Better – give them a login to your portal and a dashboard so they can see this data in real-time. They will be happy to have this.

Once you have them on your dashboard, you can give them more information and services easily.

Level 2 – I need to present this data to someone who signs my paycheck

If your customer is a workplace manager or works for the property management team, they need to do weekly or monthly or quarterly reports to their senior management.

This is, sadly, done most of the time by logging into your dashboard, taking screenshots, pasting it into a Keynote/PPTX and adding some text.

You can do better – just create the slide deck for them and email it to them. They’ll thank you for this.

Level 3 – I need to analyze this data in some way and present it to someone who signs my paycheck

Sometimes, the workplace manager needs to do their own analysis and they have the skill set to do it.

They will ask you to provide all the raw and summarized data as csv or excel exports so they can dump it into Excel and create their own analysis and charts for creating presentations.

This is someone you need to talk to.
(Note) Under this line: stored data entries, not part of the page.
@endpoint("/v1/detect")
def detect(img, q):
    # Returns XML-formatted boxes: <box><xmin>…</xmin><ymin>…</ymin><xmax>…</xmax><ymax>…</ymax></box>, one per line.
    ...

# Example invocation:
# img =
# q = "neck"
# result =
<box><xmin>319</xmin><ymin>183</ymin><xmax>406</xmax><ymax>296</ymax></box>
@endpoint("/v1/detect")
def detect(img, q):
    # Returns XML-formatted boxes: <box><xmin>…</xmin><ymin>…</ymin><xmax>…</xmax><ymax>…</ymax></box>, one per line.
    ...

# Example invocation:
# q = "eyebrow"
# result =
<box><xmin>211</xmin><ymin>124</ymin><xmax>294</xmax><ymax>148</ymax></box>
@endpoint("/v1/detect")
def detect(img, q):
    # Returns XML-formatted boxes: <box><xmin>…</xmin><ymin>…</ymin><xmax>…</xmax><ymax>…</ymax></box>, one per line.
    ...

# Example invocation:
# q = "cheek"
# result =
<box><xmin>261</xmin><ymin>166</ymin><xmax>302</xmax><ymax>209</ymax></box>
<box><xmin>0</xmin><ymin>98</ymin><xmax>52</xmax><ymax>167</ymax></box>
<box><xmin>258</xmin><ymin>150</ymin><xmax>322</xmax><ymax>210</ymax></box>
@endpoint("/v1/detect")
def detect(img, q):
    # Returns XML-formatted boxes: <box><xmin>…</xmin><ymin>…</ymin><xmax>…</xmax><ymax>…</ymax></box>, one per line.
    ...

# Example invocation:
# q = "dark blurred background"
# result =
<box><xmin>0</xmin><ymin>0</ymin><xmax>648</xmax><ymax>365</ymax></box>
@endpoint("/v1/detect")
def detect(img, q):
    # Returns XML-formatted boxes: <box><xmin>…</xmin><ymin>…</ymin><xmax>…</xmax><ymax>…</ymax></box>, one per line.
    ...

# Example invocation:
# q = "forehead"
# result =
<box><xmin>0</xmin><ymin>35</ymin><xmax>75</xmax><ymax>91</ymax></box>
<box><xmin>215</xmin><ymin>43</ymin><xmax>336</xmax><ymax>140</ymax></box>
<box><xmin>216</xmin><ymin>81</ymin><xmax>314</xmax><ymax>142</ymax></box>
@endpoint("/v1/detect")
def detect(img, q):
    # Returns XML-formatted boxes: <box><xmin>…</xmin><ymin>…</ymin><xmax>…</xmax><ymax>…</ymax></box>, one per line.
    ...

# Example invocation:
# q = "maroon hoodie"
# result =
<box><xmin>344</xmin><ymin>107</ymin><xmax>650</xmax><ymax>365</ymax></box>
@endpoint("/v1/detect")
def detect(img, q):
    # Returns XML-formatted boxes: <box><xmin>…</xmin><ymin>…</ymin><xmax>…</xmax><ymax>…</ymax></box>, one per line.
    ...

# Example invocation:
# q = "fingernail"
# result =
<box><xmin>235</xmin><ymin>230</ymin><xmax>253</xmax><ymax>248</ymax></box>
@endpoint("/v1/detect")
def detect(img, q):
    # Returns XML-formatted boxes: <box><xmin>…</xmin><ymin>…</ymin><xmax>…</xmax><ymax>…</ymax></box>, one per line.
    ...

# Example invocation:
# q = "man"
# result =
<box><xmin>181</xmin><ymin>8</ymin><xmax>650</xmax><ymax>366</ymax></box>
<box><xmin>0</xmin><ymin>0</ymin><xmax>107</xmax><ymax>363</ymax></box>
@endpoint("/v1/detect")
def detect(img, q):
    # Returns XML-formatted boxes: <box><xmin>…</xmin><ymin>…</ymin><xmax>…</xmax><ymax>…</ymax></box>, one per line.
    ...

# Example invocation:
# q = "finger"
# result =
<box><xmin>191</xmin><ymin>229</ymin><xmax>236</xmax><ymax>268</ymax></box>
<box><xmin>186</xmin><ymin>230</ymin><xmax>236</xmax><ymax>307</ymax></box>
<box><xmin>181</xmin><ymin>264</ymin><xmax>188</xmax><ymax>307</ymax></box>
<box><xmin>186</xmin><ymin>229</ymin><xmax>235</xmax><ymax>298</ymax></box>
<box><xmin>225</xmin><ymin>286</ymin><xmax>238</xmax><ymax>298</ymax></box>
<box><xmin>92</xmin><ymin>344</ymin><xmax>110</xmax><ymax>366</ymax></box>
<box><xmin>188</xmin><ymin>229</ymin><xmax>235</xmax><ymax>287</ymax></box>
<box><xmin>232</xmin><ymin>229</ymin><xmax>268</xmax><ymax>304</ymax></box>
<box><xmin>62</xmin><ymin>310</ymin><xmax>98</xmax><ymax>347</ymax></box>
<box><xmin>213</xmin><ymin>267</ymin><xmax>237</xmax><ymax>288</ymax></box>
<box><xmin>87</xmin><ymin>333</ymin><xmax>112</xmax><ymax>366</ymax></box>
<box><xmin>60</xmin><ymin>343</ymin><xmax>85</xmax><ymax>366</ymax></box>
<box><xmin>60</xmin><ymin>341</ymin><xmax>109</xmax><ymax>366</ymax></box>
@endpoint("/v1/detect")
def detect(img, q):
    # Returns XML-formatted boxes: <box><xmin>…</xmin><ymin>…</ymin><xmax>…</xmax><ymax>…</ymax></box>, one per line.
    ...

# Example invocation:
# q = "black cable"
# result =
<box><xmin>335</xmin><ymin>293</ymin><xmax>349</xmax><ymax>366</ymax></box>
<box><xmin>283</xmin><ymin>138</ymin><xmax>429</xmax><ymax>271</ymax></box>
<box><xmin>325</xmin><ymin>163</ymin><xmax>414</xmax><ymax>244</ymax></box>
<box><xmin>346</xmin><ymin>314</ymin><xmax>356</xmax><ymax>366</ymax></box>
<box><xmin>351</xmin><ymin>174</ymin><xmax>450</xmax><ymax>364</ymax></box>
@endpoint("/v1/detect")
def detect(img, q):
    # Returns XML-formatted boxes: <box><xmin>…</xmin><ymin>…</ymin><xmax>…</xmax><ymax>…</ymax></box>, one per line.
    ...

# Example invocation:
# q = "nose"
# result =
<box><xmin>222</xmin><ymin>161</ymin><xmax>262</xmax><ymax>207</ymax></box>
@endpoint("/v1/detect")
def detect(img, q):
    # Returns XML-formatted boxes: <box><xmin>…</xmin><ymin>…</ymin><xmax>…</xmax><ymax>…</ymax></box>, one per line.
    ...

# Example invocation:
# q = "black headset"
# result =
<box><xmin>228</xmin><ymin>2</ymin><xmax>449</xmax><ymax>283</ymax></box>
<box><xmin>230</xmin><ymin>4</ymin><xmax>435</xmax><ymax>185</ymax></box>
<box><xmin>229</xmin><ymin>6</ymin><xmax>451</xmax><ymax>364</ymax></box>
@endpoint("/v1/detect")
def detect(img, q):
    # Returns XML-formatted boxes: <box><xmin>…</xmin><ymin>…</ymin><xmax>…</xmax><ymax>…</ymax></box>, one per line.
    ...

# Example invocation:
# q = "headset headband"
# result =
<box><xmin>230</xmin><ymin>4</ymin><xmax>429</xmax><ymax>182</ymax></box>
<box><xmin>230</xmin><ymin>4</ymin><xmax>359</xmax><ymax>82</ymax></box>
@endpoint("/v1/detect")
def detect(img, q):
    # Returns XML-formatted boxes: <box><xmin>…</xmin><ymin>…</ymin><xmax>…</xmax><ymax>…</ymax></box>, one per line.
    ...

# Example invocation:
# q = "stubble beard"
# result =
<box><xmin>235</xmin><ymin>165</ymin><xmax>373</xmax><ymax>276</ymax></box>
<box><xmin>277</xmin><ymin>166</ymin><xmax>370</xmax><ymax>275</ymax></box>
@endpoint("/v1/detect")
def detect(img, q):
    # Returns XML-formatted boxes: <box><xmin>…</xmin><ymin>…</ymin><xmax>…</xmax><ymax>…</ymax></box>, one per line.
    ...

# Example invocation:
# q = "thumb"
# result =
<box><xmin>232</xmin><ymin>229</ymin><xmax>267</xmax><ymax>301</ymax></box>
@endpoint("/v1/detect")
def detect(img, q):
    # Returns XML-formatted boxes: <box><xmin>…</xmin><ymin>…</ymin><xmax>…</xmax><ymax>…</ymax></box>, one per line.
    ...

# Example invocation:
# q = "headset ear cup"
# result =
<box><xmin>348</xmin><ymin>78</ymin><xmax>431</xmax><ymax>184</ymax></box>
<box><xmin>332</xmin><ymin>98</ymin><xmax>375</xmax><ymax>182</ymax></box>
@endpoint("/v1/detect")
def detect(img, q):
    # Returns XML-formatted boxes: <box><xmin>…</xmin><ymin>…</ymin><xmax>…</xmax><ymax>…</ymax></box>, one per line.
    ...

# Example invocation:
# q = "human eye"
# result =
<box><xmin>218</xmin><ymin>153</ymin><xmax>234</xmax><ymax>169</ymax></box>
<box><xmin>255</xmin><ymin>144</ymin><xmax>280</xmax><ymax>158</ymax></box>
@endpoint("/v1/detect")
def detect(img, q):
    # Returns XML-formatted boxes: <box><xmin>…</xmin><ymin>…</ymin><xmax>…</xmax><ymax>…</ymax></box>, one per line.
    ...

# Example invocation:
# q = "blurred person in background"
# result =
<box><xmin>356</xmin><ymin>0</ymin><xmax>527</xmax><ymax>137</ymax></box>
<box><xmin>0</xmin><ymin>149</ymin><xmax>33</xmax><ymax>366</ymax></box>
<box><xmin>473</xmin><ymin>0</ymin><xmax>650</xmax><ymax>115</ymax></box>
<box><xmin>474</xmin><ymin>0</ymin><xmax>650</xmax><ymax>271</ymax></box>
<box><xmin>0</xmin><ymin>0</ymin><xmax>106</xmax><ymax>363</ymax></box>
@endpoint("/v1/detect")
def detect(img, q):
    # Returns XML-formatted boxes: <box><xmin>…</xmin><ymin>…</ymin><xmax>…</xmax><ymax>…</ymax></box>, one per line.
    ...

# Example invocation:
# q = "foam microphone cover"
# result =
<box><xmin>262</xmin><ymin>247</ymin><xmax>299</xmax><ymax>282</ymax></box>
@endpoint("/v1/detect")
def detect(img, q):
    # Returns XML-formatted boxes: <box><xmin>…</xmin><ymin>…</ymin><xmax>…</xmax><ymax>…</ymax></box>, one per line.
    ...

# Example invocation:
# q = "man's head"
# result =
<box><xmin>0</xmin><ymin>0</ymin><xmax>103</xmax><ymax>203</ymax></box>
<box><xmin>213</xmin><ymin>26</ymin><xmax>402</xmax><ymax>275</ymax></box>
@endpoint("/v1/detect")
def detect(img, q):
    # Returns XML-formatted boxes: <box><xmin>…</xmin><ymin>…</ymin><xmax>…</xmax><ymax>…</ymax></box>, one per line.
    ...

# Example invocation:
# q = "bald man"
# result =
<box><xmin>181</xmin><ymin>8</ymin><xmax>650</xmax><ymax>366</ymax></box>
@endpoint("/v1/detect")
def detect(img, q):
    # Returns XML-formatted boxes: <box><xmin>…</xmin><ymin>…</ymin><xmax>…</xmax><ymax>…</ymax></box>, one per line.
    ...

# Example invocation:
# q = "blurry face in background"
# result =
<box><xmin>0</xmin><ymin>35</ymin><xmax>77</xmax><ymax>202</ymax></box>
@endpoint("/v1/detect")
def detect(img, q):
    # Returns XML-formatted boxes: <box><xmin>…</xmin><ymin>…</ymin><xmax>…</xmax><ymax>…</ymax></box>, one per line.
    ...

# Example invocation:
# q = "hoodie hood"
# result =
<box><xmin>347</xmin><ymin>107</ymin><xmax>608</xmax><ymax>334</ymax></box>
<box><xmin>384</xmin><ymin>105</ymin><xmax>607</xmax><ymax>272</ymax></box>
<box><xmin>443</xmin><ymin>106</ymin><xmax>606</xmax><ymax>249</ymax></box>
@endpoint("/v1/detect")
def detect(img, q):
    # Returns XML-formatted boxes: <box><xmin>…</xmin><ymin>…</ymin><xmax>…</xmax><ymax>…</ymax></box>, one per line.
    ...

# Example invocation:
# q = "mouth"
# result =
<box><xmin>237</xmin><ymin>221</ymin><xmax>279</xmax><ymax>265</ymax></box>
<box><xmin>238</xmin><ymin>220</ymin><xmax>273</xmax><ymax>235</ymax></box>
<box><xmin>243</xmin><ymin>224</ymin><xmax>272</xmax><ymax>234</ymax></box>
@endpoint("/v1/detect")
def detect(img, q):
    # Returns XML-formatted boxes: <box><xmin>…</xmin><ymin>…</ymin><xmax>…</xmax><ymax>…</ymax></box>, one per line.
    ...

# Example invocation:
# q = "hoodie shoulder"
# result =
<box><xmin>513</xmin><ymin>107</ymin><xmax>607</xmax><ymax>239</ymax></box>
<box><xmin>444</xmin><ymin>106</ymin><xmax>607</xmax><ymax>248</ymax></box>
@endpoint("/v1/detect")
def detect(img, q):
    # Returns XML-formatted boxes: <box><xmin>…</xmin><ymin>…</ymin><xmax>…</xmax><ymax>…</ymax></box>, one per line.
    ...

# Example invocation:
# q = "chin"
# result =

They will have specific ideas on what to do with the data and you should look at incorporating that into your data strategy.

They’ll be happy if you do.

They will still want the raw exports in case they want to do further analysis so you need to have raw data exports as part of your strategy.

Level 4 – I have a team of people who need to run automated analysis for our own purposes

Sometimes this ‘team’ is only one person – but what they really want is some kind of programmatic API.

They want this because they have the skillset to use it (and the skillset to even ask for it) and want to make sure they can get all the data they want whenever they want it.

They may not even have any firm requirements around what to do with the data – they just know that they can use an API if they have one and so they will ask for it.

The API can sometimes be a wrapper around a csv export but you can do better – give them a RESTful endpoint to make it easy, or a GraphQL endpoint if you want to confuse them.

How do you protect this data?

n general, you need to give your customers assurances that their data is safe in your hand.

They are really looking for two things:

  1. Don’t embarrass me in front of my customers by selling the data or leaking it in some way
  2. Don’t be a weak point in any audit done on our security and privacy controls

Those are actually two different problems with two different solutions!

For (1) you need to know what you’re doing in your implementation. Rely on software stacks that have enterprise-grade security, run on trusted cloud providers and generally take data privacy and security seriously. You need to make sure your own implementation doesn’t do anything silly with the data.

In general, this is another reason to keep your own implementation as thin as possible and rely on a platform to do the heavy lifting.

For (2) you need to make sure you have certifications or the vendors you rely on have certifications. Look for ISO27001 or SOC2 as a starting point. Those are for security.

There are no strong privacy certifications right now but ask them about GDPR compliance and any country-specific PDPA. Make sure you get something in writing.

Where does iviva fit in

iviva gives you a lot of these out of the box.

  • Default connectors to pull data from different standard systems.
  • A toolkit to pull data out of all the weird holes and non-standard systems that they sit in.
  • Tools to publish the data to all users in the spectrum.
  • Tools to deal with sustainability and ESG data.

In Conclusion

This should give you the main headings you need to come up with your data strategy.

tl;dr:

  • Think of your customer’s customers
  • Your data strategy should cover more than just BMS and IoT
  • Include sustainability in your strategy.
  • Don’t try to manage your own data stack.